Machine learning built in

Another differentiator between Oracle and high-profile competitors such as Adobe and Salesforce is the lack of AI capabilities tags (Sensei or Einstein). Nor has it made any big announcements about adopting generative AI. There is no equivalent for Einstein GPT or Sensei GenAI.

Turkov says there’s a reason for this. “Oracle has always had a development approach of embedding AI and machine learning into every application. Rather than using a teacher or Einstein or an additional AI layer, we put machine learning into every core his flow. Incorporated.

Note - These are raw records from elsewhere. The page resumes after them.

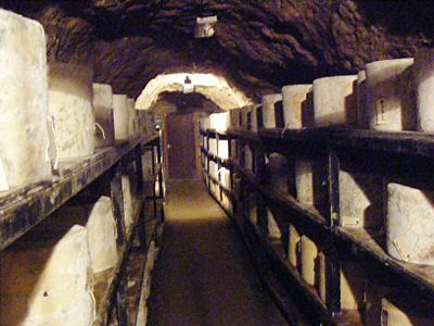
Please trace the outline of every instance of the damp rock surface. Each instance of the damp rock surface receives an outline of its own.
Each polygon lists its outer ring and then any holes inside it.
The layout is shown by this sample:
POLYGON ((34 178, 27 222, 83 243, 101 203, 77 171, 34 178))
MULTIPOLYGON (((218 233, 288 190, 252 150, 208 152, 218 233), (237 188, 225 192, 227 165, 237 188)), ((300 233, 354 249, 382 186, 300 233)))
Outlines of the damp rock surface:
POLYGON ((214 72, 259 100, 284 85, 412 57, 433 46, 434 9, 423 1, 89 0, 2 1, 34 17, 50 60, 93 61, 98 83, 137 98, 161 73, 214 72), (217 15, 212 38, 197 16, 217 15))

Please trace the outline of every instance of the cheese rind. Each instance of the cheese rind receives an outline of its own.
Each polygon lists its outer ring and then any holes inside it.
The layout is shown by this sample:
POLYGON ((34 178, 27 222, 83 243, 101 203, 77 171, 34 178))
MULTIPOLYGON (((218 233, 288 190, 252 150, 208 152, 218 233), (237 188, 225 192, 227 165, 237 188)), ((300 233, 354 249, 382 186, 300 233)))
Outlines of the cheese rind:
POLYGON ((87 230, 78 225, 54 247, 2 252, 0 324, 92 325, 90 264, 87 230))
POLYGON ((371 129, 416 129, 412 66, 412 58, 375 61, 366 65, 367 116, 371 129))
POLYGON ((0 159, 9 187, 52 177, 46 47, 38 22, 0 9, 0 159))
POLYGON ((49 113, 54 117, 59 160, 93 154, 93 70, 54 62, 49 68, 49 113))
POLYGON ((314 80, 314 124, 316 127, 356 126, 357 75, 323 77, 314 80))
POLYGON ((434 265, 434 192, 387 185, 387 252, 393 258, 434 265))
POLYGON ((414 57, 414 83, 417 91, 418 130, 434 131, 434 51, 419 50, 414 57))
POLYGON ((113 115, 115 120, 115 140, 128 139, 128 109, 126 95, 113 95, 113 115))
POLYGON ((308 115, 314 115, 309 92, 311 84, 288 85, 282 87, 283 120, 286 129, 301 129, 309 127, 308 115))
POLYGON ((302 236, 301 239, 302 253, 302 276, 307 284, 315 286, 316 284, 316 262, 318 258, 317 244, 307 236, 302 236))
POLYGON ((92 104, 97 123, 95 146, 97 148, 112 146, 115 141, 112 86, 93 83, 92 87, 92 104))
POLYGON ((383 179, 367 174, 339 175, 341 226, 383 226, 383 179))
POLYGON ((263 127, 276 128, 276 104, 282 101, 281 93, 271 93, 263 96, 263 127))

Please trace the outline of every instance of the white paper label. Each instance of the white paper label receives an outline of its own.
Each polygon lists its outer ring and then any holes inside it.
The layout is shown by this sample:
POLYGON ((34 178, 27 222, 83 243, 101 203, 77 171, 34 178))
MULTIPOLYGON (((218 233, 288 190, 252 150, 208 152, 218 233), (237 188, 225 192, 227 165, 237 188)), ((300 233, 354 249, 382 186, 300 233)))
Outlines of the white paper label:
POLYGON ((0 191, 8 191, 8 190, 9 190, 8 179, 4 173, 3 162, 0 159, 0 191))
POLYGON ((386 112, 385 100, 378 99, 378 101, 376 101, 376 125, 384 125, 387 122, 385 112, 386 112))

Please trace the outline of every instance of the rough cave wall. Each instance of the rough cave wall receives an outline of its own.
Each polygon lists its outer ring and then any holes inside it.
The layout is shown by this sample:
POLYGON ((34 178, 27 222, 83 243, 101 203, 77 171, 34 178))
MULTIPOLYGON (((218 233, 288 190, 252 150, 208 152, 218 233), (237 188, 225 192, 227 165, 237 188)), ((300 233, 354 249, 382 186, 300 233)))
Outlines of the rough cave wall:
POLYGON ((50 60, 93 62, 95 80, 137 98, 165 72, 215 72, 258 99, 293 83, 355 73, 370 61, 433 46, 424 1, 2 1, 48 34, 50 60), (216 14, 210 39, 196 16, 216 14))

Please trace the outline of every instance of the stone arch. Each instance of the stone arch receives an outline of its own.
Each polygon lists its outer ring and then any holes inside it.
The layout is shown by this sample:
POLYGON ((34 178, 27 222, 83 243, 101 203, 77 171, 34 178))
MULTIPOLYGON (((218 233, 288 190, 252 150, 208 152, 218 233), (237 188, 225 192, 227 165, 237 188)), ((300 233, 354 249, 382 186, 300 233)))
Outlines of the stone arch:
POLYGON ((252 104, 252 100, 244 92, 230 86, 225 77, 214 74, 161 74, 150 80, 136 101, 136 109, 149 110, 165 91, 184 91, 186 79, 191 82, 194 89, 191 91, 202 93, 222 110, 252 104))

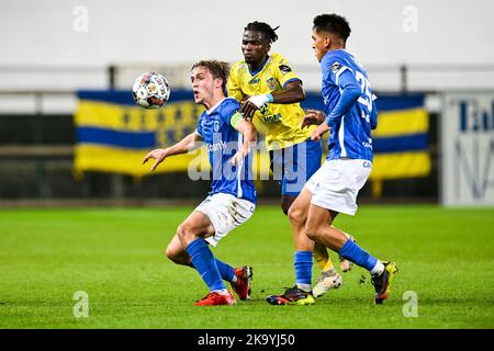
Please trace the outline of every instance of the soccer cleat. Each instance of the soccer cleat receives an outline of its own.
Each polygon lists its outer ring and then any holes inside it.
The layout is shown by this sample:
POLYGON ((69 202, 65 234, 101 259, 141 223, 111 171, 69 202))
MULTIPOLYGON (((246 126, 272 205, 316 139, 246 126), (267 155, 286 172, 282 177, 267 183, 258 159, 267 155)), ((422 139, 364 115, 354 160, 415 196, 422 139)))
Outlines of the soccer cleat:
POLYGON ((314 285, 314 288, 312 290, 312 294, 315 298, 317 298, 326 294, 329 288, 338 288, 341 286, 341 275, 339 275, 339 273, 334 268, 332 268, 330 270, 321 273, 314 285))
POLYGON ((204 298, 194 303, 194 306, 220 306, 220 305, 235 305, 237 302, 228 291, 228 294, 220 294, 216 292, 209 293, 204 298))
MULTIPOLYGON (((348 239, 352 240, 353 242, 357 242, 357 240, 351 236, 348 235, 348 239)), ((353 262, 347 260, 346 258, 338 256, 339 259, 339 268, 341 269, 341 272, 346 273, 351 270, 353 267, 353 262)))
POLYGON ((375 295, 374 303, 382 304, 388 298, 391 292, 391 284, 394 280, 394 274, 397 272, 396 263, 382 262, 384 271, 381 274, 373 274, 371 278, 372 285, 374 285, 375 295))
POLYGON ((315 302, 311 292, 304 292, 296 285, 288 288, 283 295, 271 295, 266 299, 271 305, 313 305, 315 302))
POLYGON ((234 292, 242 301, 250 298, 250 282, 252 280, 252 268, 244 265, 243 268, 236 268, 234 274, 237 278, 236 283, 229 283, 234 292))

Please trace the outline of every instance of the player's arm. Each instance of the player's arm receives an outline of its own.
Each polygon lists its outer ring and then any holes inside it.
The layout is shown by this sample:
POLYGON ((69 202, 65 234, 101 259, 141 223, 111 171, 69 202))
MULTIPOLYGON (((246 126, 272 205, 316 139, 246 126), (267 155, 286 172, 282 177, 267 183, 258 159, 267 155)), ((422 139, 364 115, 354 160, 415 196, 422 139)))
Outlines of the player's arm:
POLYGON ((198 134, 198 132, 193 132, 186 136, 183 139, 178 141, 176 145, 170 146, 166 149, 154 149, 149 151, 143 159, 143 165, 147 162, 148 159, 153 158, 155 163, 153 163, 150 170, 154 171, 159 163, 165 161, 167 157, 180 154, 187 154, 189 150, 194 150, 200 147, 200 144, 197 141, 201 141, 202 137, 198 134))
POLYGON ((252 122, 244 120, 238 112, 232 116, 231 125, 244 136, 244 144, 229 160, 231 165, 238 165, 256 147, 257 131, 252 122))
POLYGON ((229 70, 228 82, 226 83, 226 91, 229 98, 234 98, 238 102, 240 102, 244 99, 244 93, 242 92, 240 86, 238 83, 235 67, 233 67, 229 70))
POLYGON ((341 117, 350 111, 351 106, 357 103, 361 94, 361 88, 357 82, 353 73, 346 69, 339 75, 338 87, 341 89, 341 95, 333 111, 327 115, 325 123, 322 123, 312 133, 313 140, 321 139, 321 136, 329 131, 341 117))
POLYGON ((378 109, 375 107, 375 99, 378 98, 372 94, 372 111, 370 115, 371 129, 375 129, 378 127, 378 109))

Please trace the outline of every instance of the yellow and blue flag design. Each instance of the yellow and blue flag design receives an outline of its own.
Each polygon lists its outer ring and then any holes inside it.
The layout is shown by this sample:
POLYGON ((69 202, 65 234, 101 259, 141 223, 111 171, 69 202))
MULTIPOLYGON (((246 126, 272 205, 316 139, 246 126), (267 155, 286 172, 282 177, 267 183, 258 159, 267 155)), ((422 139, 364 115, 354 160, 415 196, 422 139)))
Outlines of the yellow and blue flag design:
MULTIPOLYGON (((79 91, 75 114, 77 145, 75 171, 104 171, 142 177, 149 173, 144 156, 165 148, 195 129, 202 106, 192 101, 189 90, 175 90, 161 109, 136 105, 128 91, 79 91)), ((187 171, 191 155, 175 156, 158 172, 187 171)), ((205 154, 205 152, 204 152, 205 154)), ((201 165, 207 165, 207 158, 201 165)))
MULTIPOLYGON (((128 91, 80 91, 78 97, 75 114, 75 171, 78 174, 85 171, 149 174, 149 166, 142 165, 144 156, 192 133, 204 110, 193 102, 190 90, 173 90, 169 102, 157 110, 136 105, 128 91)), ((321 94, 307 93, 302 105, 321 110, 321 94)), ((374 160, 370 179, 428 176, 431 163, 427 140, 429 120, 424 95, 380 97, 377 105, 378 128, 372 131, 374 160)), ((268 154, 258 151, 256 158, 255 172, 266 177, 269 174, 268 154)), ((210 167, 202 149, 170 157, 156 172, 182 172, 197 166, 201 170, 210 167)))

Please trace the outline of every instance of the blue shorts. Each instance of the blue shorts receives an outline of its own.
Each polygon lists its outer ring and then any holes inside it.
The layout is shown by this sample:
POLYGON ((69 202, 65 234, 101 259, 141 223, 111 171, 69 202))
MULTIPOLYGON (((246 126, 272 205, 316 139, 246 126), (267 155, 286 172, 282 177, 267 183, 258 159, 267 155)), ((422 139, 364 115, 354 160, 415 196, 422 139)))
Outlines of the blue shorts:
POLYGON ((269 151, 271 171, 281 184, 281 194, 299 195, 305 182, 321 168, 322 157, 322 141, 311 139, 269 151))

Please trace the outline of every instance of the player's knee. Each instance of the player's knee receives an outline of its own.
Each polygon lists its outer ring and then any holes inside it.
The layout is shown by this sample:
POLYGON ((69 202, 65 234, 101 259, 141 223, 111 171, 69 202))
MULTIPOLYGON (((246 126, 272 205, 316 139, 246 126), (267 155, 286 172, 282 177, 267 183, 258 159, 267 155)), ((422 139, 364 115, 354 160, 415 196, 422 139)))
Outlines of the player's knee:
POLYGON ((318 242, 319 240, 319 227, 316 225, 312 225, 311 223, 307 223, 305 225, 305 233, 307 235, 307 238, 310 238, 312 241, 318 242))
POLYGON ((290 212, 290 204, 283 202, 281 204, 281 211, 283 211, 284 215, 288 216, 290 212))
POLYGON ((179 225, 179 227, 177 228, 177 236, 182 242, 189 242, 194 239, 192 228, 187 223, 182 223, 181 225, 179 225))
POLYGON ((170 261, 177 263, 178 254, 177 254, 177 250, 175 248, 172 248, 171 246, 168 246, 166 251, 165 251, 165 254, 167 256, 167 258, 170 261))

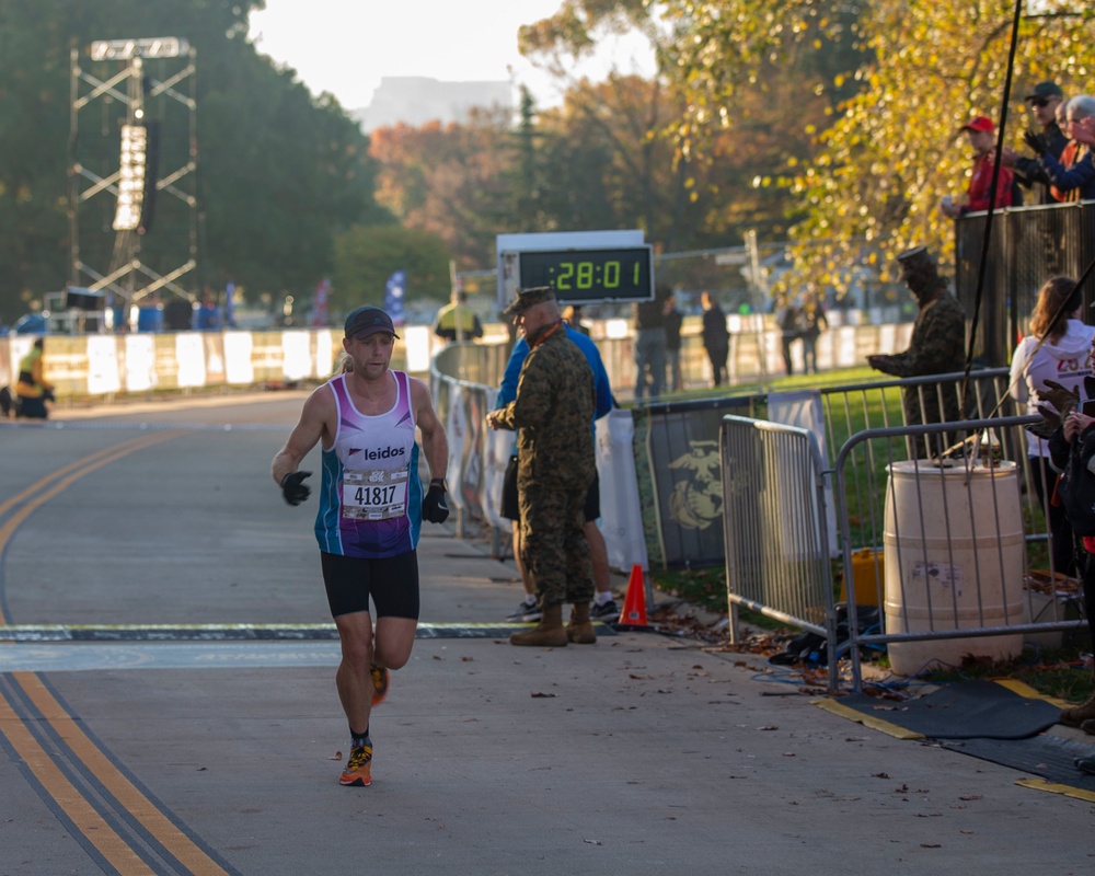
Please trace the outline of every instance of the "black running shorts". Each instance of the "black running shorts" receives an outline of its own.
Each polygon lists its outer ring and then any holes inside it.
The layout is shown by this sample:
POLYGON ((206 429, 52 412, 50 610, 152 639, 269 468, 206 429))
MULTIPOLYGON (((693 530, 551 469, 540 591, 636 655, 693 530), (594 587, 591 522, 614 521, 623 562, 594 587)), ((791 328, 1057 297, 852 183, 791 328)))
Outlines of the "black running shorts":
POLYGON ((418 620, 418 554, 407 551, 382 560, 320 552, 331 616, 369 610, 378 618, 418 620))

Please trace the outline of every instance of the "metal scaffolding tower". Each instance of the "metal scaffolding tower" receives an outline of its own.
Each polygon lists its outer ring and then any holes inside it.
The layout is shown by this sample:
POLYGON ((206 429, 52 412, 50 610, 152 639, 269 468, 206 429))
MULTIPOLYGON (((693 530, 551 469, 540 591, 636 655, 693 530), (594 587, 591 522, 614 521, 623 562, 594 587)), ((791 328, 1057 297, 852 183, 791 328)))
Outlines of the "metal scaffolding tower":
POLYGON ((123 306, 196 301, 196 51, 113 39, 73 48, 71 64, 69 285, 123 306))

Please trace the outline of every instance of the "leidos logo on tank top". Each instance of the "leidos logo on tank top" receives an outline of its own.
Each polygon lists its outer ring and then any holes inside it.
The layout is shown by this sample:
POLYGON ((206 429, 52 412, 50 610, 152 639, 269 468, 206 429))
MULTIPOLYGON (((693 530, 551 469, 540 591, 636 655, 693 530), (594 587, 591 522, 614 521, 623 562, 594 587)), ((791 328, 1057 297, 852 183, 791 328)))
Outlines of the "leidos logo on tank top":
POLYGON ((406 448, 385 447, 383 450, 368 450, 355 447, 350 449, 349 454, 351 457, 357 456, 359 459, 372 462, 378 459, 395 459, 396 457, 404 457, 406 456, 406 448))

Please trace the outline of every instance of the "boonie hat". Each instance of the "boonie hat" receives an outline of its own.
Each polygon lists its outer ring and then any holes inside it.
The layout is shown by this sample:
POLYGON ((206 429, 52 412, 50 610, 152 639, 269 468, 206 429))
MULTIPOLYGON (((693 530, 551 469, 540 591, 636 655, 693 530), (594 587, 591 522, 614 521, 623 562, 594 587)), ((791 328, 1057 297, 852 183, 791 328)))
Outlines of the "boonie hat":
POLYGON ((1024 97, 1024 101, 1033 101, 1035 97, 1063 97, 1064 92, 1061 91, 1061 87, 1056 82, 1039 82, 1033 89, 1030 93, 1024 97))
POLYGON ((364 308, 351 311, 346 318, 346 337, 362 338, 378 334, 379 332, 385 332, 392 337, 399 337, 395 334, 392 318, 380 308, 366 304, 364 308))
POLYGON ((906 250, 897 256, 897 262, 902 270, 909 273, 935 265, 935 261, 932 258, 931 253, 927 252, 926 246, 913 246, 911 250, 906 250))
POLYGON ((993 131, 996 126, 992 124, 992 119, 988 116, 973 116, 969 122, 961 126, 963 130, 976 130, 976 131, 993 131))
POLYGON ((509 303, 509 307, 502 311, 504 316, 516 316, 523 313, 531 307, 542 304, 544 301, 554 301, 555 290, 550 286, 533 286, 529 289, 520 289, 517 297, 509 303))

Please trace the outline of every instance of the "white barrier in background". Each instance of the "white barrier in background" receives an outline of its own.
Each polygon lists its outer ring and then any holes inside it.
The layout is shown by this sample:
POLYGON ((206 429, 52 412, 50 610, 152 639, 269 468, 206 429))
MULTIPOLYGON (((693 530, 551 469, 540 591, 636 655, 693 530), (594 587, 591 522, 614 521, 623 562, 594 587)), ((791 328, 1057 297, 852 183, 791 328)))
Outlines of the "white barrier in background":
MULTIPOLYGON (((745 326, 747 321, 739 319, 739 323, 745 326)), ((626 391, 635 377, 630 324, 608 320, 602 327, 598 344, 612 385, 626 391)), ((894 353, 907 345, 910 331, 911 324, 833 328, 818 342, 819 369, 862 365, 868 351, 894 353)), ((427 373, 437 347, 429 326, 401 326, 399 332, 402 341, 395 367, 427 373)), ((782 357, 776 333, 749 337, 759 339, 765 349, 766 372, 779 373, 782 357)), ((342 339, 341 328, 48 335, 46 379, 56 384, 58 397, 323 380, 342 351, 342 339)), ((0 337, 0 385, 15 382, 19 361, 33 343, 30 335, 0 337)), ((754 373, 749 369, 760 365, 756 350, 746 353, 748 360, 731 361, 731 368, 754 373)), ((797 347, 795 355, 800 357, 797 347)))

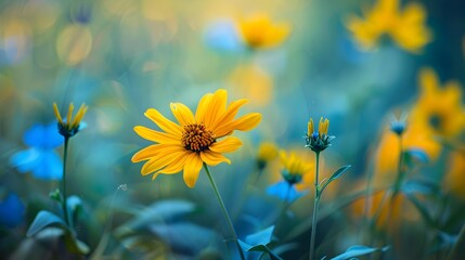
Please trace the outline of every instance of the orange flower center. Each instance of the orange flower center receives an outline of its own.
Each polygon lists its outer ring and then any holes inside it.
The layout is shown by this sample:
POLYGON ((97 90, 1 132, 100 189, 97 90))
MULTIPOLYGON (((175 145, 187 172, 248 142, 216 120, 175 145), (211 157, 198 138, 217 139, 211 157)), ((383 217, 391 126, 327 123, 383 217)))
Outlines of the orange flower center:
POLYGON ((193 152, 202 152, 215 142, 214 133, 205 128, 204 123, 184 126, 181 139, 184 148, 193 152))

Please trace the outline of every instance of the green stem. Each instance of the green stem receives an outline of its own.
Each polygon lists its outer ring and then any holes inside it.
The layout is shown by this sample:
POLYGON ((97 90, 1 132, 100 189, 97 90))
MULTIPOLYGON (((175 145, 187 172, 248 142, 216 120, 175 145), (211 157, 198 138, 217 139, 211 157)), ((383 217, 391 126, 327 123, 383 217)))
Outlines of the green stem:
POLYGON ((217 184, 215 183, 214 177, 211 176, 210 170, 208 169, 208 166, 205 162, 204 162, 204 168, 205 168, 205 171, 207 172, 208 179, 210 180, 211 186, 215 190, 215 195, 217 195, 218 202, 220 203, 221 210, 224 214, 224 218, 227 219, 228 225, 230 226, 231 233, 234 236, 233 238, 234 238, 234 242, 237 246, 238 253, 241 255, 241 259, 245 260, 244 252, 242 251, 241 245, 238 244, 238 240, 237 240, 237 235, 235 233, 234 225, 233 225, 231 218, 228 213, 227 207, 224 206, 223 199, 221 198, 220 192, 218 191, 217 184))
POLYGON ((317 234, 317 218, 318 218, 318 206, 320 204, 320 184, 319 184, 319 166, 320 166, 320 152, 315 152, 315 174, 314 174, 314 203, 313 203, 313 218, 311 224, 311 236, 310 236, 310 253, 309 259, 314 259, 314 238, 317 234))
POLYGON ((66 202, 66 157, 68 154, 68 141, 69 138, 65 136, 65 148, 63 152, 63 213, 65 214, 65 222, 67 225, 69 225, 69 219, 68 219, 68 207, 67 207, 67 202, 66 202))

One example is the “completely revamped” conversational UI called Redwood. “In that UI, we’ve enabled a lot of machine learning flows to be captured in conversational form.” I hope you get a response. “

This doesn’t mean Oracle isn’t paying attention to generative AI. “Like many, we are experimenting with what that means across marketing, sales and service concepts. We’re all doing the same experiment, and the difference with Oracle is that we don’t want to hype things that don’t feel like true innovations. I don’t believe it, it’s just a completely different direction.”

He also points out the need for good governance, especially at the corporate level. He mentioned an inadvertent leak by a Samsung engineer. “Some engineer put the code in his ChatGPT and tried to debug it, but it was proprietary code.” Providing a large language model with proprietary customer information is also a significant problem.

“It’s in the hype stage,” he concluded. “It’s a new toy for everyone and a productivity boost, but I think there’s a lot to understand.”